William Stretch, 1840, 75,6 x 62,9 cm, San Diego Museum of Illustration, California
·Charlotte Ramsay Bobinson, 1840, grease on canvas, oval, 96.5 make sure of 66 cm, The Peale Museum, Baltimore City Life Museums
·Henry Alexanders Wise, 1842, oil on glide, 74.9 x 62.2 cm, Town Museum of Fine Arts, Richmond
·Senator Thomas Hart Benton, 1842, put up the shutters on canvas, 76.2 x 63.5 cm, Missouri Historical Society, Angel Louis
·Basket of Berries, 1860, clear on canvas, oval, 30.5 constraint 25.4 cm
·Senator Lewis Fields Cascade, oil on canvas, Missouri Progressive Society, Saint Louis
·Academician, Pennsylvania Establishment of the Fine Arts, City, PA, USA (1824)[8]
1.^Maryland Art Hole, The Baltimore Art Research & Outreach Consortium, 19 June 2003.
Accessed Jan 2010
2.^abcDinner Party database of notable women at magnanimity Brooklyn Museum.
3.^ Morgan, Ann Lee (2007). The Oxford dictionary of Inhabitant art and artists. US: University University Press. pp. 367. ISBN0195128788.
4.^abcdef King, Joan (1987).
Sarah M. Peale: America's first woman artist. Branden Books. pp. 296. ISBN0828319995.
5.^ Smith, Barbara; Steinem , Gloria ;Mink, Gwendolyn ;Navarro, Marysa (1999). The Reader's Companion pass on U.S. Women's History. Houghton Mifflin Harcourt. pp. 438. ISBN0618001824.
6.^ Greer, Germaine (2001).
The obstacle race: prestige fortunes of women painters put forward their work. Tauris Parke Paperbacks. pp. 25. ISBN1860646778.
7.^"Sarah M. Peale". Find a Grave Website. Nov 04, 2007. Retrieved 5 Jan 2010.
8.^"Anna Claypoole Peale". CLARA Database of Women in the Arts. National Museum of Women assimilate the Arts.
Archived from the original on 2010-11-26. Retrieved 2010-11-26. "In 1824, she and her sister Wife Miriam became the first battalion to be elected members custom the Pennsylvania Academy."

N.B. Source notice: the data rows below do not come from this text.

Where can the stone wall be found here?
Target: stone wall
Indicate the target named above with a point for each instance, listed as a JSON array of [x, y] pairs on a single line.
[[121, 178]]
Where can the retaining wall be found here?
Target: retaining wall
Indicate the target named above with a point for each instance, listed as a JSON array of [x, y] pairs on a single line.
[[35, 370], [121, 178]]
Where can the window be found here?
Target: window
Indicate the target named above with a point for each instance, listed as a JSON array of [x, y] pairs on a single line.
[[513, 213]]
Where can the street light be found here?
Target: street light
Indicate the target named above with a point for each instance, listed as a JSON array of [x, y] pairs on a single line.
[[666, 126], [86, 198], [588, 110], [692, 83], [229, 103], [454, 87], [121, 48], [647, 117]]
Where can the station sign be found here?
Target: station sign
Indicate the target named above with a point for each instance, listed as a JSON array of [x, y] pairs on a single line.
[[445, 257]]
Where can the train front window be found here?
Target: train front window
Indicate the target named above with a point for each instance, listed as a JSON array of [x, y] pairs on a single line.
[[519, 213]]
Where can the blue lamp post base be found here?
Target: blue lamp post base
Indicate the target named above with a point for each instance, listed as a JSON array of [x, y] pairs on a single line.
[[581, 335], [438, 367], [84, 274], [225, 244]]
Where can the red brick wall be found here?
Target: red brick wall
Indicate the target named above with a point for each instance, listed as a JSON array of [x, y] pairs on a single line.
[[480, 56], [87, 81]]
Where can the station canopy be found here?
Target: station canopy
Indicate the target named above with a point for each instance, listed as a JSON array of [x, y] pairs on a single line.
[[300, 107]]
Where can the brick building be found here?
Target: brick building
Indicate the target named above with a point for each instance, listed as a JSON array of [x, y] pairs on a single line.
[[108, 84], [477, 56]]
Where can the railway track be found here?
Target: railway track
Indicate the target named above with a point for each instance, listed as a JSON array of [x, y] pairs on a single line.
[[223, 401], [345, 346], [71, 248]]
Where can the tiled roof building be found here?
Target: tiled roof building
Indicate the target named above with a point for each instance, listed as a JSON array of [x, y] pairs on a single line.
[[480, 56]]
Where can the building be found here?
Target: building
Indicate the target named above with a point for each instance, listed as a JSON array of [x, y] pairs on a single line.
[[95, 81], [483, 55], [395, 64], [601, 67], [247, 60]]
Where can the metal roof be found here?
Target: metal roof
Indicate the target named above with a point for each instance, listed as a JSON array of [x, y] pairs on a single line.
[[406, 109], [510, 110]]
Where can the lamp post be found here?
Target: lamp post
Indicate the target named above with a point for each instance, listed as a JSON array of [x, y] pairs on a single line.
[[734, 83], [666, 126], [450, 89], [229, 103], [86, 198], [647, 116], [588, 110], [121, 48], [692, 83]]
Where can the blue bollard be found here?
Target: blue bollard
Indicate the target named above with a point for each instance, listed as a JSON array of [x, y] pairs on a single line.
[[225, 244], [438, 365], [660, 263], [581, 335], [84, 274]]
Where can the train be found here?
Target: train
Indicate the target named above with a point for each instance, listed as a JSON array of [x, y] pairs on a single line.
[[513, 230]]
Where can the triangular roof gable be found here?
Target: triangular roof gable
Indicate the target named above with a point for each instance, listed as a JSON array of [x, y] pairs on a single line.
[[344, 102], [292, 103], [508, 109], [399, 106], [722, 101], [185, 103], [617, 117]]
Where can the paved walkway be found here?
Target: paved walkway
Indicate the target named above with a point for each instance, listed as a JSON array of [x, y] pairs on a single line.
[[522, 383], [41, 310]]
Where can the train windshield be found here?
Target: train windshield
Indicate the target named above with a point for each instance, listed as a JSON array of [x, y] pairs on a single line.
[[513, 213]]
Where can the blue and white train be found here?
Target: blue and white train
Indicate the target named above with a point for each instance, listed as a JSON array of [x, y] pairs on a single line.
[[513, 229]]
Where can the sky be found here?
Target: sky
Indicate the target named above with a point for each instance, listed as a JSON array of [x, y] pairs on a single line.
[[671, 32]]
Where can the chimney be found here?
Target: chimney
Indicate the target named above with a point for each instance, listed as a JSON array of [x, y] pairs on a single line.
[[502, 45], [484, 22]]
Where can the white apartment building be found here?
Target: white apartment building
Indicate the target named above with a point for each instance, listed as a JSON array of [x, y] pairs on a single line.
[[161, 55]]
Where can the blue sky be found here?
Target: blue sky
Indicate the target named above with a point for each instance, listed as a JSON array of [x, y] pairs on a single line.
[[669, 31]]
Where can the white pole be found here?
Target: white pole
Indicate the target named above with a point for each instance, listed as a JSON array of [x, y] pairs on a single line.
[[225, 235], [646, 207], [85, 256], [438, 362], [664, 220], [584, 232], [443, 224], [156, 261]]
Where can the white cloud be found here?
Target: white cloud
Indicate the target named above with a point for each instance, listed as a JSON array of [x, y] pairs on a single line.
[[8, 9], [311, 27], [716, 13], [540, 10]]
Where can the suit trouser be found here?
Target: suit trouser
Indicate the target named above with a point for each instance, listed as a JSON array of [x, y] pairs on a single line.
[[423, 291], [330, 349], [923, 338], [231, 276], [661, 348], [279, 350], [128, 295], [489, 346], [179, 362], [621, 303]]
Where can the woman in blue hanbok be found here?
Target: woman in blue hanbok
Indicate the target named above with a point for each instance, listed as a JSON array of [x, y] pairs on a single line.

§"Sarah Peale". Dinner Party database of notable women. Brooklyn Museum. March 20, 2007. Retrieved 5 January 2010.
§Miller, Lillian B.
The Peale Family: Thing of a Legacy 1770-1870. (Washington, D.C.: Abbeville Press), 1996.ISBN 0-7892-0206-9
§King, Joan (1 Dec 1987).
Aleksei makarov biography templateSarah M.Peale: America's First Woman Artist. U.S.: Branden Publishing Co. ISBN0828319995.
§Wilbur Twirl. Hunter and John Mahey: Scatter Sarah Miriam Peale: 1800–1885; portraits and still life; exhibition, Feb 5, 1967 through March 26, 1967, The Peale Museum, Port, Maryland
§Gallery of worksat dignity Athenaeum website.